2013-05-15 07:32:37 | 読書

 神坂次郎著の『猫大名』を読んだ。2009年1月25日出版の中公文庫版である。もともとは『猫男爵」という名前で小学館より2002年12月に出版されたものを改題している。神坂次郎という著者の本は初めてである。神坂次郎は1927年和歌山県生まれ、俳優座演出部など演劇関係を転々としたあと、小説の世界に入ったという。82年『黒潮の岸部』で第2回日本文芸大賞を受賞し、84年『元禄御畳奉行の日記』がベストセラーとなったらしいが、私のまったく知らない情報である。

 新田義貞の末裔・岩松家はわずか120石と霊験あらたかな『猫絵』でその名を知られていた。
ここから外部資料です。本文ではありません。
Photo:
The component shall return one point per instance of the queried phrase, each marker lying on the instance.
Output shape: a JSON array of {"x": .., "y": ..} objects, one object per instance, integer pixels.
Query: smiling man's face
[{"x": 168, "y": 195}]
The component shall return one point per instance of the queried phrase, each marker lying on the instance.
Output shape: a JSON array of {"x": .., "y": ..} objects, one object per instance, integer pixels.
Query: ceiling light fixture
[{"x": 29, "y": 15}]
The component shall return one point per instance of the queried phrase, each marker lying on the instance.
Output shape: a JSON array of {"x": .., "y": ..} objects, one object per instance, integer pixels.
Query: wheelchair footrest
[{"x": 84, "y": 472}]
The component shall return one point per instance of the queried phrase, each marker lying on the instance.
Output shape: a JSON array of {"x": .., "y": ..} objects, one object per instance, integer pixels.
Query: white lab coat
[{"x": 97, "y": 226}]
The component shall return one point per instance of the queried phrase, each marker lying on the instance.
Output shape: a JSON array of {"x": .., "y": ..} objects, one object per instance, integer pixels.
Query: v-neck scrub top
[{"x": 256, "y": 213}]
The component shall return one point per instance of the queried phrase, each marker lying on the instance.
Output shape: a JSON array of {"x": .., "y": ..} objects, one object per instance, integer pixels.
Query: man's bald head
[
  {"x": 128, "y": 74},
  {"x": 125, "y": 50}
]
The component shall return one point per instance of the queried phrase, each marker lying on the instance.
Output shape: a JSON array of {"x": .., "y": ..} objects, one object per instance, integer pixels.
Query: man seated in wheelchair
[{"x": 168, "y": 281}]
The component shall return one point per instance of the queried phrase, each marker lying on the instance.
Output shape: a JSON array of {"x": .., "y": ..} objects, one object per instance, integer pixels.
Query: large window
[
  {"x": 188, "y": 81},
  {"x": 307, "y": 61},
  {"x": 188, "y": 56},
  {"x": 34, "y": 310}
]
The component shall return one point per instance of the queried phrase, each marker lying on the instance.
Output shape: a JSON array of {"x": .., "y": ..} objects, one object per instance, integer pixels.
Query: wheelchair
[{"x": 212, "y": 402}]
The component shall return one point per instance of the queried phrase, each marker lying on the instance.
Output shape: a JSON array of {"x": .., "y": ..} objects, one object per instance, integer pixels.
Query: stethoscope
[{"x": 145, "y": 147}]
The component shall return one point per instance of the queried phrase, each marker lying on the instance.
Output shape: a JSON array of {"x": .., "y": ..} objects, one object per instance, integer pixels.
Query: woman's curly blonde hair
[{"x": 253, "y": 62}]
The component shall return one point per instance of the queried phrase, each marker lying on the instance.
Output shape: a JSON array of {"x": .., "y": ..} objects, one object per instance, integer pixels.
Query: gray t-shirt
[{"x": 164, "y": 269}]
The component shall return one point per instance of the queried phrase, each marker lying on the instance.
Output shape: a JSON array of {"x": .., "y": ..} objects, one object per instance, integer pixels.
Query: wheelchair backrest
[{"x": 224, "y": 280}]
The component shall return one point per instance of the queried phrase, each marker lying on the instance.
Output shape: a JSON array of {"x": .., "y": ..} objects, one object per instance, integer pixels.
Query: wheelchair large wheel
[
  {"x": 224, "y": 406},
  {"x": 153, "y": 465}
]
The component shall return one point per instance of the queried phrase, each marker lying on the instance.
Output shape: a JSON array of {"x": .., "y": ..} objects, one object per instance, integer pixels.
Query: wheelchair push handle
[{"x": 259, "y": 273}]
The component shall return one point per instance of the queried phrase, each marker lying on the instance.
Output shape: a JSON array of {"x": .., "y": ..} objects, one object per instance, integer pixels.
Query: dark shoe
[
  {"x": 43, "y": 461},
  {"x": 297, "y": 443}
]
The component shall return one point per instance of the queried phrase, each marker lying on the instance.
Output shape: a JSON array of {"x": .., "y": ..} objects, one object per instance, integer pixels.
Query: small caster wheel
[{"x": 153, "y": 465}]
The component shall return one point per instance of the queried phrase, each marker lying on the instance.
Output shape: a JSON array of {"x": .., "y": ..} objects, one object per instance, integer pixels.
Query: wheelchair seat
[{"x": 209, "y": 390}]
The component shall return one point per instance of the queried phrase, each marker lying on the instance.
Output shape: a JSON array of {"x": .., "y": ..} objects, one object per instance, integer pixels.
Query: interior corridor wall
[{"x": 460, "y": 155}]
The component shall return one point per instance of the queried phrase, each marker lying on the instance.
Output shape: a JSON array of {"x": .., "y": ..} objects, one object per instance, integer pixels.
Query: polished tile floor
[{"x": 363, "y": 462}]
21代当主・満次郎俊純が明治維新後に男爵に叙せらるまでの波乱万丈の日々を、幕末の世相・騒乱とともに描いている。

 この本は、八戸に出かけた際に寄った古本屋(大手チェーン店)で本棚を物色している時に見つけ買っておいたものだ。まず何より題名が変わっていて興味を感じたのである。読んでみると、わずか120石の「大名」がいたことに驚かされた。その大名の足跡を追いかけ、小説にした作者の目の付け所がとても面白い。ついでに言えば私の故郷は群馬県渋川市だが、実家の墓所の一角に新田氏の末裔のなんのなにがしという墓があって、かつて徳川家で調査に来たという碑があった。群馬は新田氏の出どころで、徳川が新田源氏の末裔を名乗って征夷大将軍になったことから、こういう言い伝えのようなものがたくさんある。新田義貞は鎌倉幕府を滅ぼし、建武の中興の先駆けをした人物として群馬では英雄と思われていた。歴史を紐解くとそう簡単な問題ではないのだが、地元ではそうだったのである。その意味でも、『猫大名』に妙に親近感を感じてしまった。